It’s a beautiful sinking feeling. I remember seeing this movie about this lost ship that was in uncharted waters and this kid had just survived a brutal battle but lost his arm and he later grabbed a cannon ball and leapt off the edge and sank. I wonder how far he got down before he let go.
Before the cannon ball kept going and he started to float back up, suspended in a slow animation. That’s what this feeling is.
You get small tinges of rising, floating, being weightless and free and that’s what it does to you. You laugh at yourself, at your absurd behavior, because you did this, you asshole. Then the blame settles in. Why are you doing this to yourself? And you remember that you are drowning, drowning very slowly and will never be able to reach the surface again. If you tried, you’d suck in air and get water instead.

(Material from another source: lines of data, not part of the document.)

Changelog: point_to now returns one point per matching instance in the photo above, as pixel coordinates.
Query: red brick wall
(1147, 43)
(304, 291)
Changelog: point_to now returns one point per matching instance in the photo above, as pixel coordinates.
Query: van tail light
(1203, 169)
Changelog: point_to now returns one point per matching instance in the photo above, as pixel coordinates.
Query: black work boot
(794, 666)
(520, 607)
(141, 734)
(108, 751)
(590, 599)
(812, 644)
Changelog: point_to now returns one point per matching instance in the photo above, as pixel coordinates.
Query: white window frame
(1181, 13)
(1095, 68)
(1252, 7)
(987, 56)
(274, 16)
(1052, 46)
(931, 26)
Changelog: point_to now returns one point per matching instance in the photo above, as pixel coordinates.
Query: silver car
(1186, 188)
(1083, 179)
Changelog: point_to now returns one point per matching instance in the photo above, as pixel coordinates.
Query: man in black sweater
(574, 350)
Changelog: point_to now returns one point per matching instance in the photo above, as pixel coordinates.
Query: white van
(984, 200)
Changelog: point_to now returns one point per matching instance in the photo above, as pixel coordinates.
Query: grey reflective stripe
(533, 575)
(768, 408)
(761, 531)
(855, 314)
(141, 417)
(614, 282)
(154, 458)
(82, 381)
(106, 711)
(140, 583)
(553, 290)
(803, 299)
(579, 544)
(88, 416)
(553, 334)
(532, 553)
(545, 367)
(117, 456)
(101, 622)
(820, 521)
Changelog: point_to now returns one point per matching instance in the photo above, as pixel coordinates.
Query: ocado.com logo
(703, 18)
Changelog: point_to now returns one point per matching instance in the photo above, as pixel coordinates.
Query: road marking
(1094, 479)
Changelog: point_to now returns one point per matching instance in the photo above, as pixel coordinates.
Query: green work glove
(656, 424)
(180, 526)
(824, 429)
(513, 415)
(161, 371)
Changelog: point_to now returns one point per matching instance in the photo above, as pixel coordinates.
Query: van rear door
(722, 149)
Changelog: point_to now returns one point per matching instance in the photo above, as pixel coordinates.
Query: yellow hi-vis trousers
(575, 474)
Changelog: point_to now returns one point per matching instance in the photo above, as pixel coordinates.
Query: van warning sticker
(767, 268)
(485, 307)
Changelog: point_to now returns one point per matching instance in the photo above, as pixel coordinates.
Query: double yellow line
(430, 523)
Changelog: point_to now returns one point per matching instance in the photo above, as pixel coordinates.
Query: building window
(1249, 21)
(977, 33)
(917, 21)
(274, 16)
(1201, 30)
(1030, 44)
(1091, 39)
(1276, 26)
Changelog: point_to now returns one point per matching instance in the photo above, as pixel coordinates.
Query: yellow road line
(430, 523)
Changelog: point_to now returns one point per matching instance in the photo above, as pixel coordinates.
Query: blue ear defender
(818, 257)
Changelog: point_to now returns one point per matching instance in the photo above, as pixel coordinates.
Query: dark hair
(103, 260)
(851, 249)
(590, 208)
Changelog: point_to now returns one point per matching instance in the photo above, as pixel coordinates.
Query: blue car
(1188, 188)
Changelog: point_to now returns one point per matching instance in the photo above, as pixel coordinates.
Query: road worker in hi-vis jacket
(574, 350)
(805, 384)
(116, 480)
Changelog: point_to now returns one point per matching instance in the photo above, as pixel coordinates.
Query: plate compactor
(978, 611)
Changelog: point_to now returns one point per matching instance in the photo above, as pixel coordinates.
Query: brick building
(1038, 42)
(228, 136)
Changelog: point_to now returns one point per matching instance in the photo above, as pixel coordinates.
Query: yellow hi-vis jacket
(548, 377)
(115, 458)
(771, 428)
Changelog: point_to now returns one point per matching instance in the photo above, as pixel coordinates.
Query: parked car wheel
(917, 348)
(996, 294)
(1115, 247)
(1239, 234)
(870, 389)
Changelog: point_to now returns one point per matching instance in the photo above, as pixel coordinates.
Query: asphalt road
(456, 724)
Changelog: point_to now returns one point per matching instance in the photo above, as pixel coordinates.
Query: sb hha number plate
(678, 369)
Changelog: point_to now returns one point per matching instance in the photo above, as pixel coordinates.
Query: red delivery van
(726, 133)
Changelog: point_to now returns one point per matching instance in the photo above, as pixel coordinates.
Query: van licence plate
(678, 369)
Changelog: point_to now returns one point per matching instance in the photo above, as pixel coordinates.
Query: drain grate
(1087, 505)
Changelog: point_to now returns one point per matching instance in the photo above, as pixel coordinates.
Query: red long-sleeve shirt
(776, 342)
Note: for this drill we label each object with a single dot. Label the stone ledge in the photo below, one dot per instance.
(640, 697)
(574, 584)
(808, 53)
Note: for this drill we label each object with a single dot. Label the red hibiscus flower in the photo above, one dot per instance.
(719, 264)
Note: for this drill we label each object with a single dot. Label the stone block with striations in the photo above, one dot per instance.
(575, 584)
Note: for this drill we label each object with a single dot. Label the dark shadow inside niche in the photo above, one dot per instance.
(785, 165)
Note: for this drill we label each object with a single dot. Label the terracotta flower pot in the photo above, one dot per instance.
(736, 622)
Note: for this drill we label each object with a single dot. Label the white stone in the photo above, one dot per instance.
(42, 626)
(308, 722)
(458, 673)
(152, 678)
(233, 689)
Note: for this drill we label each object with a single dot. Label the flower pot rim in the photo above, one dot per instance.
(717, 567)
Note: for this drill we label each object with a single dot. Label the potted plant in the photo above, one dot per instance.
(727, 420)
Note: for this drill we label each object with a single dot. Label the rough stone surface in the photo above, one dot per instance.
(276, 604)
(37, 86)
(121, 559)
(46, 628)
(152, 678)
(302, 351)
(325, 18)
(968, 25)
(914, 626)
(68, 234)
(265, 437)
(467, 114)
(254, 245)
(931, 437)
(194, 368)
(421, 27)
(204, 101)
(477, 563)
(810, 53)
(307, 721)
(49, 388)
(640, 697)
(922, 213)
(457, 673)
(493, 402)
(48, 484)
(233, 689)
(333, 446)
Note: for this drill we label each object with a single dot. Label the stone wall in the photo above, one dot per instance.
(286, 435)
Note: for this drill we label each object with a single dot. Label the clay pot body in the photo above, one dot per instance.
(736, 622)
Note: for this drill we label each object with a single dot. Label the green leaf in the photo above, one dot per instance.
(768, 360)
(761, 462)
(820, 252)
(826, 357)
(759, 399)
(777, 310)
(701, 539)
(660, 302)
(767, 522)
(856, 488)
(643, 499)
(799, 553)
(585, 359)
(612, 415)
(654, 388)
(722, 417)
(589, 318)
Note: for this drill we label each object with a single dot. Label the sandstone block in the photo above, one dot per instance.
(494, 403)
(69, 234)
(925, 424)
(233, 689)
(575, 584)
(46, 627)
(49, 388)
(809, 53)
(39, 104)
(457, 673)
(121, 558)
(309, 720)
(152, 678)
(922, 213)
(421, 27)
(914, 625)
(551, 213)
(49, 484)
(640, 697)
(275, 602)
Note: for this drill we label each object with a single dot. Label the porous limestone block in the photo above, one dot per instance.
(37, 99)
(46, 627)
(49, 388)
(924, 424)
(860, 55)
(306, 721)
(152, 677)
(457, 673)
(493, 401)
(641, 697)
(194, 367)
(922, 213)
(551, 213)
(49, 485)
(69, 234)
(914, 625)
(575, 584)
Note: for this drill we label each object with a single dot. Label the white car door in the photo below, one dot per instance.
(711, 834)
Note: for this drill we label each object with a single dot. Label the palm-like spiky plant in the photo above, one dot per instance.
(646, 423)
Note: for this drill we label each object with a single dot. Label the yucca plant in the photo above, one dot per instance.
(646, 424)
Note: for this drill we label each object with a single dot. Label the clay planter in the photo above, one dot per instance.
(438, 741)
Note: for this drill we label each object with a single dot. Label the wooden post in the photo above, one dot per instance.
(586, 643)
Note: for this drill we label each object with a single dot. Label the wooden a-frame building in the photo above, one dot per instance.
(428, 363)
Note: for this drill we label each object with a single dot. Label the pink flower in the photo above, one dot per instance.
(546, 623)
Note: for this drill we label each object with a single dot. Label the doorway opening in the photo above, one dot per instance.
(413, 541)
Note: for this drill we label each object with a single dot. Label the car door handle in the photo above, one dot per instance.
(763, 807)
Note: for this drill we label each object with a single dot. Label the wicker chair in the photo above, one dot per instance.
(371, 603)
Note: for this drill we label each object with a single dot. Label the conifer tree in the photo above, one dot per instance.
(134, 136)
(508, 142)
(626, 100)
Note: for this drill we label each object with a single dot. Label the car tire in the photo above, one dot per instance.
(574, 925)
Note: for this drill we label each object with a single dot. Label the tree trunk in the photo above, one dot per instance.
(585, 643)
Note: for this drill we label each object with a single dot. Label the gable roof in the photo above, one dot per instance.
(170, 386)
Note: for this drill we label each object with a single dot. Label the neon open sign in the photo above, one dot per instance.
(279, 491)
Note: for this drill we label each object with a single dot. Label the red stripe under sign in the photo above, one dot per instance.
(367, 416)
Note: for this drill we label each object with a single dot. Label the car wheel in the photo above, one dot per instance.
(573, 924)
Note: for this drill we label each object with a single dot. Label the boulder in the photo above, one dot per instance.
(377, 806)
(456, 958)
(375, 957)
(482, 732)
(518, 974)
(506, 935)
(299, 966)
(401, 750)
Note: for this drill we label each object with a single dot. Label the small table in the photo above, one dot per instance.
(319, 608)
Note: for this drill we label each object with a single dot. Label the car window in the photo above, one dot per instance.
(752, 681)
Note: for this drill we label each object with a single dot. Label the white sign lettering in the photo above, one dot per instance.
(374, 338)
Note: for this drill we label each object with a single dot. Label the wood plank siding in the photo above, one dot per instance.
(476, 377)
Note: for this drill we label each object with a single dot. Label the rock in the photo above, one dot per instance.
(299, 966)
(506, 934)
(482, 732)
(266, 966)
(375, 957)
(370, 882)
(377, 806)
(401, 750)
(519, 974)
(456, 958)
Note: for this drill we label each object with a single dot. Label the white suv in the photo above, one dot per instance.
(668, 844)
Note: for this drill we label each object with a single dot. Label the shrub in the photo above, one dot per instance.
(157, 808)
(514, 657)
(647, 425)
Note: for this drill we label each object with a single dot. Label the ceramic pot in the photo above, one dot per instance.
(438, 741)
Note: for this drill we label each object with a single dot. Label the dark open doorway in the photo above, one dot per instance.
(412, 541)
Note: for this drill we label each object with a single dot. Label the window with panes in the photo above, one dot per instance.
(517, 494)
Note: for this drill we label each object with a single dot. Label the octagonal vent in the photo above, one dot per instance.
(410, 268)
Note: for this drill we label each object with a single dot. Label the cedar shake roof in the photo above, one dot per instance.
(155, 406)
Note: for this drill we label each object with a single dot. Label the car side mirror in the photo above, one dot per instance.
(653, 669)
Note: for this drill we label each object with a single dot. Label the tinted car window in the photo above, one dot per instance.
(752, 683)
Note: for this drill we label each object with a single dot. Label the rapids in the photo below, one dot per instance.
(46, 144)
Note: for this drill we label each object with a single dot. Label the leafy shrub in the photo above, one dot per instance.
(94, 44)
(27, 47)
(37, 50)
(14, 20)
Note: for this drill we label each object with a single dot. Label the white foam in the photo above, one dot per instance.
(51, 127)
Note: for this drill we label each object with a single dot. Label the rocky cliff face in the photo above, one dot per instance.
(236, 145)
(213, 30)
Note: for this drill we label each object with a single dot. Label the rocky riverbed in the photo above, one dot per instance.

So why fight? Let yourself float. That listless feeling returns. Elation. You almost wonder if this was always like this and that now, you’re actually at your peak. You’ve never been this high before and you keep going higher. But if you remember, you started above-water. And you won’t make it back to that point again.
The sinking feeling returns. And you’re still drifting in the sublime. Surrounded on all sides by nothing but ocean in all directions, pure, deep blue. You can only see debris drifting in all directions, but nothing. You are a speck but you really realize it now. This is the sublime, a moment so beautiful that you could never describe it.
And this cycle continues, endlessly, until you suffocate. How far down again? How far down before you let go?